September 19, 2025
Heart transplantation is one of modern medicine’s most remarkable achievements, offering hope to patients with end-stage heart failure. Every year, patients around the world face life-threatening heart conditions that cannot be treated through just medication or surgery alone. For these types of patients, a heart transplant can be a life-changing event and mean the difference between life and death. Heart transplant, according to the Mayo Clinic, is an operation in which a healthier donor heart replaces the failing heart of the patient. A heart transplant is usually reserved for patients whose condition does not improve enough through the given medications or surgeries. While a heart transplant is a big operation, the chance of survival is high with good follow-up treatment afterwards.
Some diseases cannot be cured, such as cardiomyopathy (a weakening of the heart muscle), coronary artery disease, heart valve disease, a heart problem you’re born with (congenital heart defect), dangerous recurring abnormal heart rhythm (ventricular arrhythmias) not controlled by other treatments, or failure of a previous heart transplant.
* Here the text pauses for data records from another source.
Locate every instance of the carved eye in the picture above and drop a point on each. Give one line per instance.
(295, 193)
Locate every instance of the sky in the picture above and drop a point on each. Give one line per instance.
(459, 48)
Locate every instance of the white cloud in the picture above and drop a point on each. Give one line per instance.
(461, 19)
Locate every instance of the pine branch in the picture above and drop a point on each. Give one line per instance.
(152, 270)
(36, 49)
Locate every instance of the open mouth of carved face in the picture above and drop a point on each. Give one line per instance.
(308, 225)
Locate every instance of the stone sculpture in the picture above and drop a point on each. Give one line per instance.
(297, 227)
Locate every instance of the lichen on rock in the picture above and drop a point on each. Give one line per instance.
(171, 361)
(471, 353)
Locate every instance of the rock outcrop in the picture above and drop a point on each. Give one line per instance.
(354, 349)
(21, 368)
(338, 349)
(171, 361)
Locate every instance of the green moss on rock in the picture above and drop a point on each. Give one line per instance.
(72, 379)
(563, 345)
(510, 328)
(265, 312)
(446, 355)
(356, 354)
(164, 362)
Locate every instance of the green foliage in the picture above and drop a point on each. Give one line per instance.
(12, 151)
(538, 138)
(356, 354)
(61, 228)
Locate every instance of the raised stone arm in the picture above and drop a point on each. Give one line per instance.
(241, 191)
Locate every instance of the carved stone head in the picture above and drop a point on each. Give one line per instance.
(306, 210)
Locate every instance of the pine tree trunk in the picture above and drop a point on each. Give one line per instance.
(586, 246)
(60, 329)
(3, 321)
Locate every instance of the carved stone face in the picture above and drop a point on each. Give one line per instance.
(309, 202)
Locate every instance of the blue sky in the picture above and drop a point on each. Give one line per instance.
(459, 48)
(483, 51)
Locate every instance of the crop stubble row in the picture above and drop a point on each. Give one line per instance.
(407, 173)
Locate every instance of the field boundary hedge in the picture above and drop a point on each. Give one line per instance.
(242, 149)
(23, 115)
Therefore, in order to treat these diseases, heart transplant is needed.
However, although the heart transplant can save one's life, there are risks that follows. According to the Mayo Clinic, risks of heart transplant are rejection of the donor heart, primary graft failure, problems with your arteries, medication side effects, cancer and infection. As someone else’s organ is transplanted into the patient’s body, their body can reject the donor’s heart, leading to further heart damage even after the heart transplant. Primary graft failure can happen and with this condition, the patient can die within the first few months from the heart transplant as the heart does not function correctly. Arteries can have issues as the walls of them in heart could thicken and harden, leading to cardiac allograft vasculopathy. This can affect blood circulation, leading to heart attack or further heart conditions. Medication side effects are also a possibility like all other transplants as the immunosuppressants that has to be taken throughout the life can cause kidney damage. Finally, cancer and infection are also caused by immunosuppressants as they increase risk of developing cancer and decrease the ability to fight infection.
A heart transplant is one of the biggest procedures one can go through in their life and also a life-changing procedure that can determine life and death. Although one is granted a chance to get a heart transplant, it is important to pay attention to any post-procedural symptoms and take a good care of their body in order to live well with the new heart.